Hoy no ha habido castillos, ni estatuas de caballos gigantes, ni ruedas mágicas que suben barcos. Pero no os dejéis engañar… ¡ha sido un día especial! De esos que empiezan mojaditos y aburridos pero terminan con fiesta sorpresa y lametones incluidos.
Por la mañana, llovía. Así, a lo tonto. Sin tormenta, pero constante. Así que papi Edu y yo nos quedamos un buen rato acurrucados dentro de la camper, escuchando la lluvia sobre el techo como si fueran uñitas bailando claqué. Hasta que a eso del mediodía dijimos: “¡hala, al coche!”
Condujimos más o menos una hora en dirección a Edimburgo, pero sin entrar aún. Teníamos hambre y queríamos parar en algún sitio bonito. Y lo encontramos: un rincón bastante escondido en la orilla del Inchgarvie Narrows, que es el estrechamiento del estuario del Forth, justo entre las islas y los puentes. Desde allí se ve el agua pasando con fuerza, como si el río tuviera prisa por llegar al mar. El sitio era precioso… hasta que bajamos del coche y nos dimos cuenta de que había más barro que hierba, y más basura que piedras. Aun así, comimos allí. Me tocó la parte blanda del pan de Edu. Lo bueno de comer rodeados de barro es que si se te cae algo, no se nota.
Después, tocaba misión lavandería.

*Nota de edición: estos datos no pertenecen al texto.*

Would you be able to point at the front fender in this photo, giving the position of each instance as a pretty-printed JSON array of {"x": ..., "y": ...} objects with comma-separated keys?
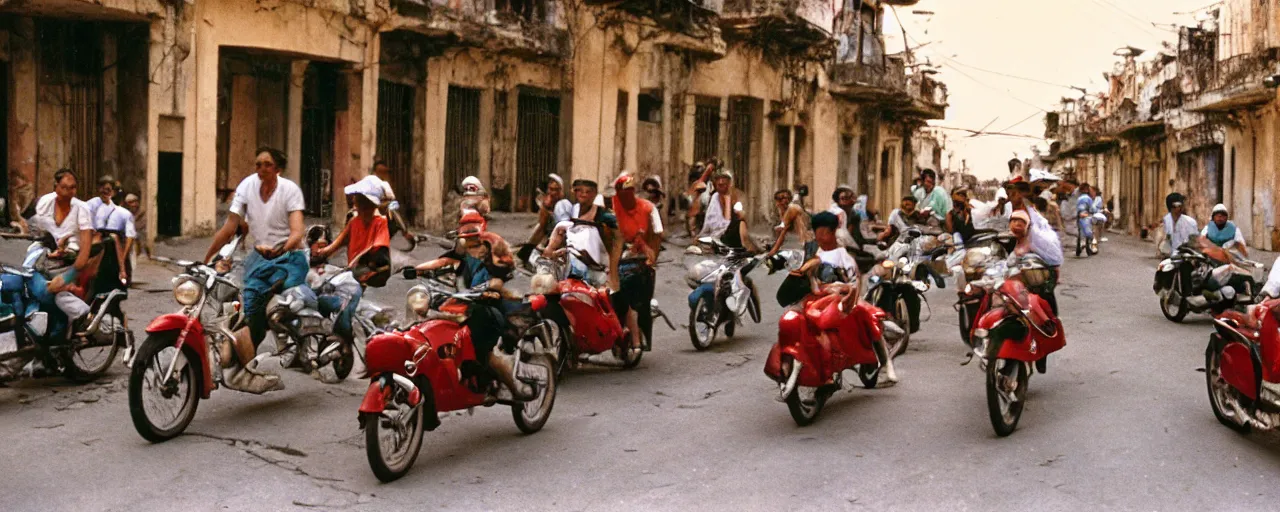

Sí, humanos, también eso forma parte de la aventura. Buscamos una lavandería de autoservicio y papi Edu metió toda nuestra vida en una lavadora gigante. Mientras la ropa giraba y giraba, él aprovechó para comprar comida en un supermercado al lado, y luego limpió un poco el coche. Y yo vigilando que nadie robara nuestros calcetines. Ya os he dicho muchas veces: soy perro, no sucio.
Por la tarde, con la ropa ya oliendo a nubes limpias, volvimos al estuario, pero a otro punto del río, esta vez casi debajo del Forth Bridge, ese puente de tren que parece una telaraña de hierro gigante. Os cuento: el Forth Bridge es uno de los puentes ferroviarios más famosos del mundo, terminado en 1890, todo rojo y con un diseño como de construcción de Meccano pero tamaño titán. Mide más de 2.500 metros de largo y sigue funcionando. Pasa un tren y tiembla hasta la camper.
Allí había más autocaravanas aparcadas, algunas con pinta de pasar la noche. Pero también muchos coches ruidosos, llenos de chavales con música a tope y motores que sonaban como si fueran a despegar. No me dejaban ni concentrarme en mis olores. ¡Niños! ¡A ver si ladráis menos y oléis más!
Yo estaba ya en modo noche, preguntándome por qué papi Edu no sacaba mi canasta de la cabina, que es como mi señal de “fin del día”. Pero él no se movía. Solo miraba el reloj. Y justo cuando yo estaba a punto de hacer un piquete perruno, ¡zas! A las dos de la madrugada, nos montamos en la camper y arrancamos.
Fuimos al aeropuerto de Edimburgo, aparcamos (en una zona carísima: 14 libras por menos de 10 minutos, ¡ni que nos lavaran el coche!), y caminamos hacia la terminal… Y allí, entre humanos somnolientos y pantallas azules, ¡estaba Tito Joan! Yo no daba brincos, daba saltos cuádruples. Le di la bienvenida como solo un perro emocionado sabe hacerlo: con vueltas, carreras en círculo y babas.
Después del gran reencuentro, volvimos al mismo sitio donde habíamos dormido la noche anterior, junto al Union Canal. Nos llevó un rato porque llovía y era de noche, y en esas condiciones papi Edu conduce como si lleváramos cristalitos de azúcar en el maletero. Pero llegamos sanos y salvos.
Ahora, ya en la cama, con Tito Joan roncando suave a mi lado y la lluvia acariciando la camper, puedo deciros: no hace falta un castillo para que un día sea especial. A veces basta con un puente, una lavadora y una buena sorpresa.